Just as a side note: of course, you can also use Camunda Optimize to see the process-related data (like count and cycle times) related to this benchmark. It’s less nerdy but even easier to use :-).
Running Your Own Benchmark
Now, go and run your own benchmark. As described, one benchmark application might be sufficient to put smaller clusters under load. You can also run this starter via docker or on Kubernetes and scale it. You don’t necessarily need to adjust or configure anything but the Zeebe endpoint, but most often you want to adjust the BPMN process model, the payload, and the simulated time a service task will take. Please have a look at the readme of the benchmark project for details.
“Our production system doesn’t process anywhere near what the benchmark results showed!”
As mentioned, a benchmark can never be 100% realistic. Still, you should try to mimic realistic behavior to get valuable results and insights. The most important things to consider to make it realistic are:
- Use a process model close to what you plan to do. Do you have many service tasks, gateways, or timers? Create a process model that also has them (quick disclaimer: we have not yet built message correlation logic into the benchmarking tool, this is something for another day).
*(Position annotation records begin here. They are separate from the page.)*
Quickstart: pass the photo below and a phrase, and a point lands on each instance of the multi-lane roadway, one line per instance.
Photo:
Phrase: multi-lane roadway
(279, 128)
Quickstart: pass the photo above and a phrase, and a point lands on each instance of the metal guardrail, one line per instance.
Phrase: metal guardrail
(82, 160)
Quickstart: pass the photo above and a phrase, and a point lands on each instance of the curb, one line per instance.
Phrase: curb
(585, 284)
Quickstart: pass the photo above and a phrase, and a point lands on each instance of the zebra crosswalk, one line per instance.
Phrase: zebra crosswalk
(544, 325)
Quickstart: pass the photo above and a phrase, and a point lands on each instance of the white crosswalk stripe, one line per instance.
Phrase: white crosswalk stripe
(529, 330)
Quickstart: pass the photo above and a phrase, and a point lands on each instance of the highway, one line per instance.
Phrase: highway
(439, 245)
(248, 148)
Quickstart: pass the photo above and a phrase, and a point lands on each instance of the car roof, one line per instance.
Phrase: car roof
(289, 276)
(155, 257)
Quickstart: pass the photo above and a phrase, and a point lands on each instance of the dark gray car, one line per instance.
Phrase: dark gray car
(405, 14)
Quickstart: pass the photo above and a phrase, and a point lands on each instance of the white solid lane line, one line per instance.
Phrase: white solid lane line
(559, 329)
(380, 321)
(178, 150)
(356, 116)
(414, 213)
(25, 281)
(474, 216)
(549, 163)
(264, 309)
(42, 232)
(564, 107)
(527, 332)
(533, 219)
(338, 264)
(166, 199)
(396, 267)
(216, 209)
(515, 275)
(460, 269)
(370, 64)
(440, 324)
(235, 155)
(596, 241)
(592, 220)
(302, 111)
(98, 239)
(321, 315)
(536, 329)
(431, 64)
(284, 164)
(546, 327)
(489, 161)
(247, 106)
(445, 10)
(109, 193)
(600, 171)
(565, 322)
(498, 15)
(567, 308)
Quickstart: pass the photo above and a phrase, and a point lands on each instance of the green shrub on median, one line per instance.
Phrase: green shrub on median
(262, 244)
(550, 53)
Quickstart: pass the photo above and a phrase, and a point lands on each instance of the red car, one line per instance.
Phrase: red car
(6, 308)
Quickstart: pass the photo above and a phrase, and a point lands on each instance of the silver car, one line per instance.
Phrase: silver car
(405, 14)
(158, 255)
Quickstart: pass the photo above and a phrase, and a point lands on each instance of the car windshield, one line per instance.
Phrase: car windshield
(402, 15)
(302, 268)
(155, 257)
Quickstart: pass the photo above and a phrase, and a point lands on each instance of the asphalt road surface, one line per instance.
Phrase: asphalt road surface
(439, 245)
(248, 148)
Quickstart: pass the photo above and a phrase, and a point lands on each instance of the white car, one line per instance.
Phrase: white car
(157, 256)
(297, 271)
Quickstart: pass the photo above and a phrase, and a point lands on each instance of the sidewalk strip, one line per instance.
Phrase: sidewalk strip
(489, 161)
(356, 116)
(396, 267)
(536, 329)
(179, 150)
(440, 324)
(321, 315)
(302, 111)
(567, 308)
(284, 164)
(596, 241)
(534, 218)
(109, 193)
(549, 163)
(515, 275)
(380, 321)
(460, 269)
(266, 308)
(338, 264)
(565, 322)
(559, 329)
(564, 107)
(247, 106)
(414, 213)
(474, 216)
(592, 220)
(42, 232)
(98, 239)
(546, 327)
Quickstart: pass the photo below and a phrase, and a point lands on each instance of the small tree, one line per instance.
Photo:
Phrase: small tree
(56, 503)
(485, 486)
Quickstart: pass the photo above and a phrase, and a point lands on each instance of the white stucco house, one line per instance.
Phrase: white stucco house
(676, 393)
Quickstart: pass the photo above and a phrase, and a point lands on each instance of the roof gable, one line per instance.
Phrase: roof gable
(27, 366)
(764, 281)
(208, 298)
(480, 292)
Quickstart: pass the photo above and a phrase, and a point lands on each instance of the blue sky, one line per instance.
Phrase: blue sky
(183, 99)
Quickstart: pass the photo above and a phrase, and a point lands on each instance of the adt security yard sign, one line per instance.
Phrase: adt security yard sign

- Use a payload (aka process variables) that is close to reality. If you follow our best practices around handling data in processes, you should not have much data in process variables. But sometimes, users put a big JSON payload in a process variable, which can impact performance heavily.
Having said this, I wanted to add that it is a good idea anyway to follow our best practices to build process solutions that will run smoothly in production.
Running Bigger Workloads
In today’s post I looked at the smallest cluster we offer in Camunda Platform 8 SaaS. While 17 PI/s is actually sufficient for most use cases out there, it is of course not the big number we love to brag about. I am currently preparing another blog post to describe a scenario that my colleague benchmarked for a customer in the financial industry. They run 6000 PI/s successfully while keeping the cycle time below one second. Wow!
If you look at the benchmarking procedure closely, you will notice, that it concentrates on benchmarking the Zeebe workflow engine itself. If you look at, for example, the history architecture of Camunda 8, you can see that there are other components that are also important to keep up with this load, most prominently Camunda Operate and Camunda Optimize. Currently, we still have a gap there (which is why the official numbers provided with Camunda 8 are lower than the above). To address this, we currently add the other components to the benchmark chain to adjust metrics again. So a completed PI might also need to be visible in Operate and Optimize to count, for example.
Running a benchmark to figure out what your Zeebe cluster can do is easy using the camunda-8-benchmark community extension. To get started, you might only need a developer machine that is connected to the internet.